O ex-governador também criticou o vazamento de informações de investigações. “O ex-governador também lamenta o vazamento seletivo de investigações, prática que não contribui para o fortalecimento das instituições nem para a correta apuração dos fatos, sempre respeitando o direito à ampla defesa”, afirmou a nota.

A defesa de Marcinho VP declarou que todas as visitas de advogados e familiares são gravadas e monitoradas pela direção da penitenciária e pelo setor de inteligência da Secretaria Nacional de Políticas Penais (SENAPEN). “As correspondências seguem o mesmo rigoroso controle. Desse modo, para que fosse verdade que ele se comunicasse seria necessário que agentes federais, diretores das penitenciárias e autoridades do Ministério da Justiça estivessem praticando crime de prevaricação ou de organização criminosa”, afirmou.

Os advogados também criticaram o uso do nome de Marcinho VP em investigações e disputas políticas. “O uso de seu nome como folheto eleitoreiro por parte de quem não tem nenhum compromisso com a verdade e com o devido processo legal, se utilizando do direito penal do inimigo como moeda de troca nas eleições de outubro é a repetição de uma estratégia perversa que o mantém como preso político há trinta anos. A defesa segue segura de que pela décima oitava vez provará sua inocência”, completou a defesa.

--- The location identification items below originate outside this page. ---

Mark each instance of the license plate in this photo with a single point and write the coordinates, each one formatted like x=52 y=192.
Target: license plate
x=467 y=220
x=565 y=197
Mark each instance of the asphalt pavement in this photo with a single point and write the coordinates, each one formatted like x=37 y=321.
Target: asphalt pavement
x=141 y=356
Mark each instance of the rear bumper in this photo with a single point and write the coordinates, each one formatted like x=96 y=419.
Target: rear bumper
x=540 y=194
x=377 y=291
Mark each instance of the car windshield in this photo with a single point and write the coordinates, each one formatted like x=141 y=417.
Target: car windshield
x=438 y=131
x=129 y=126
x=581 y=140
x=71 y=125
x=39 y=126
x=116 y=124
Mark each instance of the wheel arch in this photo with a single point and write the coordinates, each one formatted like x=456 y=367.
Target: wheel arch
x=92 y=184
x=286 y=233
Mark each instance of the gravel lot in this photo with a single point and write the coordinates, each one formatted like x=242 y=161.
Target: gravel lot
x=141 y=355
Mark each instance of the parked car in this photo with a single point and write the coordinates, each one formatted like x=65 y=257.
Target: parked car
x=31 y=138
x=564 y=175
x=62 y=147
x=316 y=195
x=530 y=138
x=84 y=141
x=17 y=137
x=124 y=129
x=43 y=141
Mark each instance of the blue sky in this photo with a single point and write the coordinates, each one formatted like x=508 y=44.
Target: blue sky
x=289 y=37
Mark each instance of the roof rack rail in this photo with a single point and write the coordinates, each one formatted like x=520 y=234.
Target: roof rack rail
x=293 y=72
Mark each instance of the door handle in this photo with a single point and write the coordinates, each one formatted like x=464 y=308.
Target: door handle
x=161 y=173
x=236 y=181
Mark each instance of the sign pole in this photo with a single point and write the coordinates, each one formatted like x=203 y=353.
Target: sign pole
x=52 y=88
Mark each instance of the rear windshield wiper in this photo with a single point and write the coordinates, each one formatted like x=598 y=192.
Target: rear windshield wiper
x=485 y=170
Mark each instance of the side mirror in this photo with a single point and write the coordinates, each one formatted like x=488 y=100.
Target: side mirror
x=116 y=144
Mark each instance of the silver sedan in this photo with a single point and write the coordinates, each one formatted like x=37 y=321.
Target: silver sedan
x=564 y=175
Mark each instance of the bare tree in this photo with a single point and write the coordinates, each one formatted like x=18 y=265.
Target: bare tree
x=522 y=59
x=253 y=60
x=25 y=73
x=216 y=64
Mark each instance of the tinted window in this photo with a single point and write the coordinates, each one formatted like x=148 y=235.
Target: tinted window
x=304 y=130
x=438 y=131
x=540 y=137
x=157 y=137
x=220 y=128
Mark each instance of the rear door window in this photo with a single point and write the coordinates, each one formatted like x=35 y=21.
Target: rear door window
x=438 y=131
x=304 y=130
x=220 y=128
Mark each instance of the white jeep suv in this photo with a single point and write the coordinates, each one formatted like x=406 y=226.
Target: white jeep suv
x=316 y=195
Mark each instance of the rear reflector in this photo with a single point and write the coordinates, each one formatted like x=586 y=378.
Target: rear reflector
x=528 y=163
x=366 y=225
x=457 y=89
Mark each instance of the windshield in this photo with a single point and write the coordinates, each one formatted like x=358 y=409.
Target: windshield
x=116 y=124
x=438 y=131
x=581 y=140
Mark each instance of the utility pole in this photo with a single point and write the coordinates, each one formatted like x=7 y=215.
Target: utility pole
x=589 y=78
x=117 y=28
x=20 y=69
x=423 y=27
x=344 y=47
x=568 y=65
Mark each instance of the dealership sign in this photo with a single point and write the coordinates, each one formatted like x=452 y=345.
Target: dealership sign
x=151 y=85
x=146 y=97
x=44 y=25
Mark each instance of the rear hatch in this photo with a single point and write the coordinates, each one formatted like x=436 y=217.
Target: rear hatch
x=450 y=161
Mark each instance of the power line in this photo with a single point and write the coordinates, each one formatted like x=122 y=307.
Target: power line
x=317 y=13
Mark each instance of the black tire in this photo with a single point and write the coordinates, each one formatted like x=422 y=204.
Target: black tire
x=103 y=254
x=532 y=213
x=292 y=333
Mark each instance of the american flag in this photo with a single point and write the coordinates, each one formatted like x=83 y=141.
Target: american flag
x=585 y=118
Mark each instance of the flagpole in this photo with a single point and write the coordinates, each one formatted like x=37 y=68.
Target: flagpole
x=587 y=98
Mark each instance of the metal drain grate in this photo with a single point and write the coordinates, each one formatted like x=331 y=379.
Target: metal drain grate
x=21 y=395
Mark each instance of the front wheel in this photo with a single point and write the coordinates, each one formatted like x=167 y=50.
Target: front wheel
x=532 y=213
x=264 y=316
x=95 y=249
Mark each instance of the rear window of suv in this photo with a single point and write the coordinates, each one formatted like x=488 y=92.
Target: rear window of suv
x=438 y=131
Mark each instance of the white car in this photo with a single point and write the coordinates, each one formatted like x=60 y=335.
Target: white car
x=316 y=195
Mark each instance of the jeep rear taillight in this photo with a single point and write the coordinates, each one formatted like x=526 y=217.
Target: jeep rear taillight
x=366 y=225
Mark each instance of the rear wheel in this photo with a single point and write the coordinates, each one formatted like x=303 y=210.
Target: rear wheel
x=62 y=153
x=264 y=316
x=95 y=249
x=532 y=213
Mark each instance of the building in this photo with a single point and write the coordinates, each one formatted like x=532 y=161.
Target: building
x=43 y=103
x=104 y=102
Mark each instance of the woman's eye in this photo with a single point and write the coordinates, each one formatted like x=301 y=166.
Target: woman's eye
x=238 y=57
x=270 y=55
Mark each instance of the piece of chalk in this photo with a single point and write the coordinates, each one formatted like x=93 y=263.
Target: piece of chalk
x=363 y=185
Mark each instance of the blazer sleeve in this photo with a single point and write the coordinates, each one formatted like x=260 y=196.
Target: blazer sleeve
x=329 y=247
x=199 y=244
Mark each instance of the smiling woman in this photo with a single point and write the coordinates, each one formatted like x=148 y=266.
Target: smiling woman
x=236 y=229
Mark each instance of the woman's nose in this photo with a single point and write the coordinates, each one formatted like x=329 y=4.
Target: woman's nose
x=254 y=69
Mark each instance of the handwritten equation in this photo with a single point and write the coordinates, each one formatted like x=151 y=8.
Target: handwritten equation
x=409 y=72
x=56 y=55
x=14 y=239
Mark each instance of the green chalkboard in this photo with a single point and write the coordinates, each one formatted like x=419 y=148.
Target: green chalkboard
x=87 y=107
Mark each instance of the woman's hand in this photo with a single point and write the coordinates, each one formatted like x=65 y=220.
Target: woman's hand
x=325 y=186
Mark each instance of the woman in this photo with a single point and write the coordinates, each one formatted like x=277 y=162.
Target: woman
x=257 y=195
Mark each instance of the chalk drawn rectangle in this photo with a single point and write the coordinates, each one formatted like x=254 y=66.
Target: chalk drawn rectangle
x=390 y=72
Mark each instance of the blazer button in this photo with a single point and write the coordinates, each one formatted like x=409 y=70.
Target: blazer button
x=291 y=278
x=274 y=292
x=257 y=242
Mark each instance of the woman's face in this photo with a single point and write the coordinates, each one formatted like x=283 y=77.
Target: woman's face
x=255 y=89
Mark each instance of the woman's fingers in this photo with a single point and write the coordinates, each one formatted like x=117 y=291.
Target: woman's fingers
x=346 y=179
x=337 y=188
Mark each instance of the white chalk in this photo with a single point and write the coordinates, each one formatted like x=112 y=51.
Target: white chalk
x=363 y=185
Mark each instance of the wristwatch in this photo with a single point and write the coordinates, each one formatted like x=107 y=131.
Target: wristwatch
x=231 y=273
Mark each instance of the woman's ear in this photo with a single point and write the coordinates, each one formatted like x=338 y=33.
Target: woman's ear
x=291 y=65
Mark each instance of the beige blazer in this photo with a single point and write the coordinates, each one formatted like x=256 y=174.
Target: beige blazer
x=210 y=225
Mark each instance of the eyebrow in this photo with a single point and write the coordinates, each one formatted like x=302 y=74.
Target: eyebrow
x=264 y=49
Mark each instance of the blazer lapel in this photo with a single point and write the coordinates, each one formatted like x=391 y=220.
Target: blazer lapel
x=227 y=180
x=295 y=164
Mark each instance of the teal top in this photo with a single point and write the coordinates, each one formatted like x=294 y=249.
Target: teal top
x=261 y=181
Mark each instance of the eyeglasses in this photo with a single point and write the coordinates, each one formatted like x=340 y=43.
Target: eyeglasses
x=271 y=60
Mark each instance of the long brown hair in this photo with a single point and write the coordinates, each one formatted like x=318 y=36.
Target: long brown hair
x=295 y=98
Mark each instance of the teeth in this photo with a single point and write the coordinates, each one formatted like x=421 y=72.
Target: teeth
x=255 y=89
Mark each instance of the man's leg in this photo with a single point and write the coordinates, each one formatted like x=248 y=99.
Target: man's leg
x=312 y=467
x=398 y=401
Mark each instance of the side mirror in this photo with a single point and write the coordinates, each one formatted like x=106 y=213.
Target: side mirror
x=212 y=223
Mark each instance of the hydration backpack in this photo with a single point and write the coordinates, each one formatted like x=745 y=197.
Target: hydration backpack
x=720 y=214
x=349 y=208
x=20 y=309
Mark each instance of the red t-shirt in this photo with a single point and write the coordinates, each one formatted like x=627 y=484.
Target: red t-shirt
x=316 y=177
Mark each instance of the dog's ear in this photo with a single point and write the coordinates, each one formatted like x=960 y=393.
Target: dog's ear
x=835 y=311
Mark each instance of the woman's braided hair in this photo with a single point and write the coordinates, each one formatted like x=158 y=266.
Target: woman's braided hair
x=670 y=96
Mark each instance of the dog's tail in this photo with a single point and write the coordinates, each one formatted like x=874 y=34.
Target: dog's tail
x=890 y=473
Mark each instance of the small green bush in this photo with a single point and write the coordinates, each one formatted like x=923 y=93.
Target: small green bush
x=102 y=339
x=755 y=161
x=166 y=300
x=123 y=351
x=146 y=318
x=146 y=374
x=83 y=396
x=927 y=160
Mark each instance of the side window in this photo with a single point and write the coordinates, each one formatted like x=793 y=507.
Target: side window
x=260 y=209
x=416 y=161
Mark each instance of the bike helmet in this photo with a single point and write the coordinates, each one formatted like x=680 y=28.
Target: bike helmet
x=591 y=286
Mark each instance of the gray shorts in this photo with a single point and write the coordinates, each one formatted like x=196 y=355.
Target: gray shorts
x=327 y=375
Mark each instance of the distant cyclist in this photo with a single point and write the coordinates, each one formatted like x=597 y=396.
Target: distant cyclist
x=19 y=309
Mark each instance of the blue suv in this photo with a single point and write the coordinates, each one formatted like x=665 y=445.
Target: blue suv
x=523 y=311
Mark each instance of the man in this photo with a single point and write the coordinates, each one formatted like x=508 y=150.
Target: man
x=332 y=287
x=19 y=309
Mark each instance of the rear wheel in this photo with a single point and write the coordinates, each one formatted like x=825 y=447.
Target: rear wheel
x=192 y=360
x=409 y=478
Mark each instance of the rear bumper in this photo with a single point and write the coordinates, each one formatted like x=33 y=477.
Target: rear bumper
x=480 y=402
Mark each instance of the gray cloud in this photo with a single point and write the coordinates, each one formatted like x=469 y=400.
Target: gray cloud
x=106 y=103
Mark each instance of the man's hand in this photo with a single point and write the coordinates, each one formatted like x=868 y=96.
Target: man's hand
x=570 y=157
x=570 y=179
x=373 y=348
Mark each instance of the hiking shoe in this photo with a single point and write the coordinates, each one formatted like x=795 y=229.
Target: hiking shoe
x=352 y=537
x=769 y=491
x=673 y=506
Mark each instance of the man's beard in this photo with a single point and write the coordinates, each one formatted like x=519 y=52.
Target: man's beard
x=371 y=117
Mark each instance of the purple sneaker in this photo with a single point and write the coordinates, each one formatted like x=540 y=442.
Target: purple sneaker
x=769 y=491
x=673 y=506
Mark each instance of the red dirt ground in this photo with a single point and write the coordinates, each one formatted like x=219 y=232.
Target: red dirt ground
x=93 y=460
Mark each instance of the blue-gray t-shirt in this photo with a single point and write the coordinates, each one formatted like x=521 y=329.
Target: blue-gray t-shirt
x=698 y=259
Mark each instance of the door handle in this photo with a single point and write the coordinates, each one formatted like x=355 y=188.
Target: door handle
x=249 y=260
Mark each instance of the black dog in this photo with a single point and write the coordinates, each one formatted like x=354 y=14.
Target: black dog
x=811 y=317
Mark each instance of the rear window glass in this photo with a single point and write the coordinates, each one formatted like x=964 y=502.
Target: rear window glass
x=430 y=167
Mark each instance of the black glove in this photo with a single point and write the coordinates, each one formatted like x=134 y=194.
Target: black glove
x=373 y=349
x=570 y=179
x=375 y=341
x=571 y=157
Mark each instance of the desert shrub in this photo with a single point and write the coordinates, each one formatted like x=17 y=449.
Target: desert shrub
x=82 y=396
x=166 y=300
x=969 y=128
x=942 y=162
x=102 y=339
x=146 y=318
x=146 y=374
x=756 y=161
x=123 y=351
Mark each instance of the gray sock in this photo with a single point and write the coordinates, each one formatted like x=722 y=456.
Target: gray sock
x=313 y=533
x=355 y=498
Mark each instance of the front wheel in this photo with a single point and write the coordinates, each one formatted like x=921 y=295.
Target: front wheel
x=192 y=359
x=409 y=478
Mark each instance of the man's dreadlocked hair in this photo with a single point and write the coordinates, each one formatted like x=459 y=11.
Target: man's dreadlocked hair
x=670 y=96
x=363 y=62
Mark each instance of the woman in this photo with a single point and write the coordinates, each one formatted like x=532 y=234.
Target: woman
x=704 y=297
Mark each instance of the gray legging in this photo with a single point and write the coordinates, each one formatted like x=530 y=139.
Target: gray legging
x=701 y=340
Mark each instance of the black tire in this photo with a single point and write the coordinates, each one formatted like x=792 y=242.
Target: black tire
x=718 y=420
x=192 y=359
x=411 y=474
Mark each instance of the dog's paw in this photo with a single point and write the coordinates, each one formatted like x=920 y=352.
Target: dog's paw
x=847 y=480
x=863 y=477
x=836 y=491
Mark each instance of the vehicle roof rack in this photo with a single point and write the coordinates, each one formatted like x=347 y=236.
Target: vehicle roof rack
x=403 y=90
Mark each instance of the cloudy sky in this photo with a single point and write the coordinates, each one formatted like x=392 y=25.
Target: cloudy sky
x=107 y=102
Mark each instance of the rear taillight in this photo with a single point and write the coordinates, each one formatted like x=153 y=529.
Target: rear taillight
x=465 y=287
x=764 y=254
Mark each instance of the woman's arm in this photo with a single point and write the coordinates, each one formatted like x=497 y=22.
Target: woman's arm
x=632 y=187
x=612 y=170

O vereador Ulisses Marins (União) negou ligação com pessoas envolvidas em organizações criminosas. “Sobre a citação feita na reportagem do ano passado, nunca houve qualquer conclusão ou medida que apontasse irregularidade da minha parte. Meu trabalho sempre foi pautado pelo diálogo institucional e pela atuação pública transparente”, afirmou.

Jair de Mendes (PRD), por sua vez, disse que a agenda no Palácio Guanabara foi articulada em contexto político e institucional. “A existência de uma fotografia em ambiente público ou comentários feitos por terceiros investigados não podem ser usados para criar qualquer ilação sobre minha conduta. Não tenho qualquer envolvimento com organizações criminosas e repudio qualquer tentativa de associação da minha imagem a esse tipo de prática”, declarou.

Ele também afirmou que sua atuação pública envolve contato com diferentes autoridades e lideranças. “Sou uma pessoa pública, conhecida no meio político e social, e naturalmente participo de reuniões, encontros e agendas com diversas autoridades, lideranças e pessoas da sociedade civil. Isso jamais pode ser confundido com vínculo ou relação com atividades ilícitas”, concluiu.